Thanks! I missed this over the holidays. We'll take a took.

I am also running into this issue and a similar work-around. In particular, I found that the BertTokenizer needs to be wrapped in a Lambda layer:

class TspBertTokenizer(keras.layers.Layer):
  def __init__(self, vocab_file, cls_token_id=None, sep_token_id=None, **kwargs):
    import tensorflow as tf
    import tensorflow.keras as keras
    import tensorflow.keras.backend as K
    import tensorflow_text as text
    
    super(TspBertTokenizer, self).__init__(**kwargs)
    
    self.vocab_file = vocab_file
    bert_tokenizer = text.BertTokenizer(self.vocab_file, token_out_type=tf.int32, lower_case=True)
    self.tokenize = keras.layers.Lambda(lambda text_input: bert_tokenizer.tokenize(text_input), name="bert_tokenizer")
    
    basic_tokenizer, wordpiece_tokenizer = bert_tokenizer.submodules
    self.cls_token_id = cls_token_id if cls_token_id is not None else K.get_value(wordpiece_tokenizer.tokenize("[CLS]")[0]).item()
    self.sep_token_id = sep_token_id if sep_token_id is not None else K.get_value(wordpiece_tokenizer.tokenize("[SEP]")[0]).item()
    
  def call(self, nlp_input):
    word_tokens = self.tokenize(nlp_input)
    flattened_tokens = word_tokens.merge_dims(1, -1)
    return flattened_tokens
    
  def get_config(self):
    return {
      "vocab_file": self.vocab_file,
      "cls_token_id": self.cls_token_id,
      "sep_token_id": self.sep_token_id,
      **super(TspBertTokenizer, self).get_config()
    }

Then, it can be added to a Keras Layer. I think this functionally works and an export can be done. However, it is not clear if performance is ideal. I get the following:

[1,0]<stderr>:WARNING:tensorflow:AutoGraph could not transform <bound method TspBertTokenizer.call of <__main__.TspBertTokenizer object at 0x7fc57fa9d3a0>> and will run it as-is.
[1,0]<stderr>:Please report this to the TensorFlow team.
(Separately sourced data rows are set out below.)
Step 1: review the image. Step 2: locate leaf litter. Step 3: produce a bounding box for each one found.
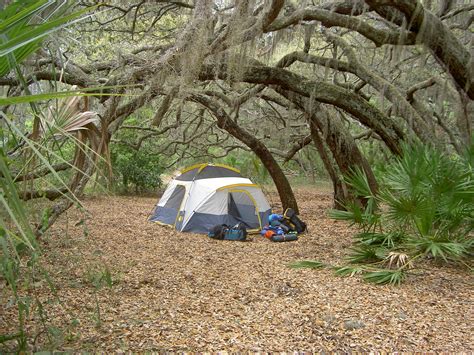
[0,187,472,352]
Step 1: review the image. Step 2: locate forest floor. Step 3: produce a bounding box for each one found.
[1,187,473,352]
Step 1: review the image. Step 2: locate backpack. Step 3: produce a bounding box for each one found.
[223,223,247,241]
[208,224,229,240]
[282,208,307,234]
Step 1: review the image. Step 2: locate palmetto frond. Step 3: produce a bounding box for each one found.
[346,245,386,264]
[0,1,94,77]
[381,143,434,195]
[344,166,376,200]
[41,92,99,139]
[355,231,404,248]
[333,265,365,277]
[329,200,380,229]
[407,237,468,261]
[363,269,406,286]
[329,142,474,285]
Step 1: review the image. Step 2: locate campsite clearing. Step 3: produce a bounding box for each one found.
[1,188,472,352]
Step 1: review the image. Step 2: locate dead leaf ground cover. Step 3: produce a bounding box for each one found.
[1,187,472,352]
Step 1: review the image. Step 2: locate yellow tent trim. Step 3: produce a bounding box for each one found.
[216,183,259,191]
[179,163,241,176]
[154,221,173,227]
[179,163,206,174]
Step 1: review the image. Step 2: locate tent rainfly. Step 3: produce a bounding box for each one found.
[150,163,271,233]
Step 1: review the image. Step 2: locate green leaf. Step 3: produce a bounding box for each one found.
[0,1,50,33]
[0,2,98,76]
[355,231,404,248]
[0,6,96,56]
[344,166,375,199]
[409,237,467,261]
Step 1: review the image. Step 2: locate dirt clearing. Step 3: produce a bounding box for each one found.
[1,188,472,352]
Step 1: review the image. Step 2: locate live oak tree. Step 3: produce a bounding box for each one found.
[2,0,472,220]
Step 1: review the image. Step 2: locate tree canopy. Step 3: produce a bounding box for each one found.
[1,0,473,219]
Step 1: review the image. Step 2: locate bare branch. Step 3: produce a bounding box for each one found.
[267,6,416,46]
[13,163,71,182]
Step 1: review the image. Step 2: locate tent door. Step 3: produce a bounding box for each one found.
[227,189,260,229]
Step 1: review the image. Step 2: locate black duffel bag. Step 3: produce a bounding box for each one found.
[282,208,307,234]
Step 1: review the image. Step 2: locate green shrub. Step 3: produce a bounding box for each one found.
[112,145,163,193]
[293,142,473,285]
[328,142,473,284]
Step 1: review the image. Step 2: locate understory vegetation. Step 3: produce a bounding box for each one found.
[292,143,474,285]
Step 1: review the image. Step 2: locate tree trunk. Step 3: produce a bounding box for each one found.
[308,118,347,209]
[309,110,378,207]
[320,110,377,190]
[274,86,377,208]
[191,94,299,214]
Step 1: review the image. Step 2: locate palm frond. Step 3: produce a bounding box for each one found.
[42,94,99,138]
[346,246,386,264]
[408,237,468,261]
[355,231,404,248]
[363,269,406,286]
[0,2,96,76]
[329,200,379,228]
[344,166,376,200]
[0,86,132,105]
[333,265,365,277]
[0,150,37,251]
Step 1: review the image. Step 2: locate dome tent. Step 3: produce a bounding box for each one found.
[150,163,271,234]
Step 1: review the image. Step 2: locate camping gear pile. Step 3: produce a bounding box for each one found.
[150,164,271,233]
[260,208,307,242]
[207,207,306,242]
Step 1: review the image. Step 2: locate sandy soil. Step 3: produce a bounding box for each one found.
[1,188,472,352]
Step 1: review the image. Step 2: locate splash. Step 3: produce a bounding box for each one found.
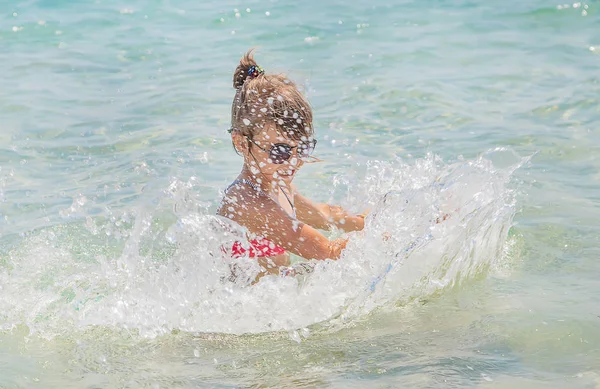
[0,149,525,338]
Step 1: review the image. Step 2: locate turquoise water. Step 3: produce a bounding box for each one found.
[2,0,600,387]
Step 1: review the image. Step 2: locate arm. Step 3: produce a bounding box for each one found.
[294,190,365,233]
[227,188,347,260]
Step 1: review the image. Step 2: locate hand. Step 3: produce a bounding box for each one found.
[328,237,349,260]
[357,208,370,219]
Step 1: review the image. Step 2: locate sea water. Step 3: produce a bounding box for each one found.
[1,0,600,387]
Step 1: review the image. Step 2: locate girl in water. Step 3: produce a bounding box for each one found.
[217,50,366,279]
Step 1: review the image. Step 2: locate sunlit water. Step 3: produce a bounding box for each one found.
[2,0,600,387]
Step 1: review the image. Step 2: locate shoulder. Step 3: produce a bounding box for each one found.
[224,180,267,202]
[217,180,270,220]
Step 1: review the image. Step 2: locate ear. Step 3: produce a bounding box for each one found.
[232,131,248,155]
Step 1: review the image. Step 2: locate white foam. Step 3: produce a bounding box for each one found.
[0,150,524,338]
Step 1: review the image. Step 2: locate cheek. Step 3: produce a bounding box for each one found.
[281,158,302,169]
[252,155,278,171]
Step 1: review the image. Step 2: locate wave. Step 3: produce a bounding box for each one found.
[0,148,527,338]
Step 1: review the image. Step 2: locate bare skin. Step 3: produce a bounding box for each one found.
[217,123,365,276]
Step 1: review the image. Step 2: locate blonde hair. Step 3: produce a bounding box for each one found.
[230,49,314,143]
When filing the bug, set the verbosity to 10 (on Linux, `export AUTOGRAPH_VERBOSITY=10`) and attach the full output.
[1,0]<stderr>:Cause: Unable to locate the source code of <bound method TspBertTokenizer.call of <__main__.TspBertTokenizer object at 0x7fc57fa9d3a0>>. Note that functions defined in certain environments, like the interactive Python shell do not expose their source code. If that is the case, you should to define them in a .py source file. If you are certain the code is graph-compatible, wrap the call using @tf.autograph.do_not_convert. Original error: could not get source code
[1,0]<stderr>:To silence this warning, decorate the function with @tf.autograph.experimental.do_not_convert
[1,0]<stderr>:AutoGraph could not transform <bound method TspBertTokenizer.call of <__main__.TspBertTokenizer object at 0x7fc57fa9d3a0>> and will run it as-is.
[1,0]<stderr>:Please report this to the TensorFlow team. When filing the bug, set the verbosity to 10 (on Linux, `export AUTOGRAPH_VERBOSITY=10`) and attach the full output.
[1,0]<stderr>:Cause: Unable to locate the source code of <bound method TspBertTokenizer.call of <__main__.TspBertTokenizer object at 0x7fc57fa9d3a0>>. Note that functions defined in certain environments, like the interactive Python shell do not expose their source code. If that is the case, you should to define them in a .py source file. If you are certain the code is graph-compatible, wrap the call using @tf.autograph.do_not_convert. Original error: could not get source code
[1,0]<stderr>:To silence this warning, decorate the function with @tf.autograph.experimental.do_not_convert

[1,0]<stderr>:2021-07-08 16:12:23.837909: W tensorflow/core/grappler/optimizers/loop_optimizer.cc:906] Skipping loop optimization for Merge node with control input: pericles/nlp_input/cross_nlp/tsp_bert_tokenizer/bert_tokenizer/RaggedFromUniformRowLength/RowPartitionFromUniformRowLength/assert_greater_equal/Assert/AssertGuard/branch_executed/_107

I do not know if any of these warnings degrade performance or hurt model accuracy. Any feedback on if these warnings are an issue or better work-arounds are much appreciated!

This is on TF 2.5. Also, I filed tensorflow/models#10115 as a downstream issue as well. See the gist there for the export issue without the Lambda.

Thanks for the report! I'll take a look at this and see if we can get a fix pushed soon.